2. Kararın… Valiliği İl Nüfus ve Vatandaşlık Müdürlüğü Merkez İlçe Nüfus Müdürlüğü tarafından temyiz edilmesi üzerine Dairemizin 13.03.2023 tarihli 2023/162 Esas 2023/982 Karar sayılı ilamı ile temyiz dilekçesinin yasal süre geçirildikten sonra verildiği gerekçesi ile… Nüfus Müdürlüğü vekilinin temyiz dilekçesinin reddine karar verilmiş, karar 06.07.2023 tarihinde kesinleştirilmiştir.

V. KANUN YARARINA TEMYİZ
A. Kanun Yararına Temyiz Yoluna Başvuran
İlk Derece Mahkemesinin yukarıda belirtilen kararının kanun yararına temyizen incelenmesi Adalet Bakanlığı Hukuk İşleri Genel Müdürlüğü tarafından istenilmiştir.

B. Temyiz Sebepleri
Adalet Bakanlığı Hukuk İşleri Genel Müdürlüğü 25.10.2023 tarihli kanun yararına temyiz dilekçesinde dosyanın incelenmesinde, İçişleri Bakanlığı Nüfus ve Vatandaşlık İşleri Genel Müdürlüğünün 21.01.2019 tarihli yazı cevabına göre …, …, … (…)’de 1933 yılında yangın sebebiyle yersel yazım yapıldığı ve yersel yazım sonrası kayıtların bulunduğu hanelerde… v… kızı…’ye rastlanmadığı bildirildiği, mülga 1543 sayılı Genel Nüfus Yazımı Kanununun (1543 sayılı Kanun) 5 inci maddesinde “Yazım, kurullarının insan oturan yerleri birer birer gezip ev halkından evde bulunanları görmeleri suretiyle yapılır.”, 6 ncı maddesinde “Bölgelerinde; yazım yapılacağı ilan edilen günlerde o bölge halkının evlerinde oturmaları mecburidir.”, Nüfus Yazım Yönetmeliğinin 14 üncü maddesinde “Yazılacak kişinin görülmesi esastır.
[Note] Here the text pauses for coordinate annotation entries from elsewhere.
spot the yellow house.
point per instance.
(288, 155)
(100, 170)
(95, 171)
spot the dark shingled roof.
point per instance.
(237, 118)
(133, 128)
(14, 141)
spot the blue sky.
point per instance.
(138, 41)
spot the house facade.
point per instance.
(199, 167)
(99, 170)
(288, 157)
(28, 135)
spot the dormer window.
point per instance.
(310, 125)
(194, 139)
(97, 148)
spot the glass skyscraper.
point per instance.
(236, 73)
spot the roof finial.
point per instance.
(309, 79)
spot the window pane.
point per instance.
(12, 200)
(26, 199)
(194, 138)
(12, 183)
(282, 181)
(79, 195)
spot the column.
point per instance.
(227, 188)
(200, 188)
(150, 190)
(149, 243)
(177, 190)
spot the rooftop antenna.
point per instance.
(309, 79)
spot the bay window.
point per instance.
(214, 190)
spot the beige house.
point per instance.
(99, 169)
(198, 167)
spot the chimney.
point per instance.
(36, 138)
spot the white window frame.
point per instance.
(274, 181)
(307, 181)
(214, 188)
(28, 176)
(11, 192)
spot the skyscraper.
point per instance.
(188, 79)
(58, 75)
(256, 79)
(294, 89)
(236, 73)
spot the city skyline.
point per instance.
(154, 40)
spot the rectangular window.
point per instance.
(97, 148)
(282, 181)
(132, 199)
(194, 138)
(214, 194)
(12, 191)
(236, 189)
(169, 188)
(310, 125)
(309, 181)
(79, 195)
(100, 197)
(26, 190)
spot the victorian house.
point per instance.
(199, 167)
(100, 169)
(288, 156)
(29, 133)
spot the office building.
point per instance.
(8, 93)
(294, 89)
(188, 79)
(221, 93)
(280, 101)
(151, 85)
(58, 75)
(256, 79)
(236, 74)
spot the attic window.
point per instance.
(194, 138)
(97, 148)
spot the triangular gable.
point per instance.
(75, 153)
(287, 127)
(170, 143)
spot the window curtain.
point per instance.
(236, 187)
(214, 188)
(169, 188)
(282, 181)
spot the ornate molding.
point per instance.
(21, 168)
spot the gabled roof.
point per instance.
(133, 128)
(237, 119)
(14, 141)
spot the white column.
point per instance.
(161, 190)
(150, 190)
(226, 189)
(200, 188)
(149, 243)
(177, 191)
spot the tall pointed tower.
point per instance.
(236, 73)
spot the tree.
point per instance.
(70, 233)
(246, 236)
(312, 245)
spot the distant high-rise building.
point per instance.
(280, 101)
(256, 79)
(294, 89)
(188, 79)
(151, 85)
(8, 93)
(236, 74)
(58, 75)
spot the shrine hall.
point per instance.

Ancak, yazım sırasında öğrenim, ticaret, hastalık, askerlik, hapislik, görev başında olma, tatilde bulunma, yurt içinde veya dışında yolculuk, yurt dışında işçi olarak bulunma gibi geçici sebeplerle ikametgahı dışında bulunan aile bireyleri 12 nci maddede sayılan belgelere dayanılarak ailenin diğer mensupları tarafından yapılacak beyanlara göre gıyaben yazılırlar.” düzenlemelerine yer verildiği, şu hâlde Mahkemece, yersel yazımdan önce ölenlerin yukarıda belirtilen mevzuat hükümleri uyarınca aile kütüklerine alınmadığı, yersel yazımdan önce ölmüş olan kişinin nüfusa tesciline karar verilemeyeceği, uyulan bozma ilâmında da gereken şartların sağlanması hâlinde davacının anneannesinin yaşadığının ve öldüğünün tespiti doğrultusunda bir karar verilmesi gereğine değinilmesine rağmen yersel yazımdan önce ölmüş kişinin nüfusa kayıt ve tesciline karar verilmiş olması usul ve yasaya aykırı olduğunu belirterek kararın kanun yararına temyizen incelenerek bozulmasını talep etmiştir.

C. Gerekçe
1. Uyuşmazlık ve Hukuki Nitelendirme
Uyuşmazlık, yersel yazım öncesi öldüğü iddia olunan…… adlı kişinin nüfusa tescil kararının doğru olup olmadığı kanun yararına bozma koşullarının oluşup oluşmadığı noktasında toplanmaktadır.

2. İlgili Hukuk
1.6100 sayılı Hukuk Muhakemeleri Kanunu`nun (6100 sayılı Kanun) 363 üncü maddesinin birinci fıkrası uyarınca ilk derece mahkemelerinin kesin olarak verdikleri kararlar ile istinaf incelemesinden geçmeden kesinleşmiş bulunan kararlarına karşı, yürürlükteki hukuka aykırı bulunduğu ileri sürülerek Adalet Bakanlığı tarafından kanun yararına temyiz yoluna başvurulur.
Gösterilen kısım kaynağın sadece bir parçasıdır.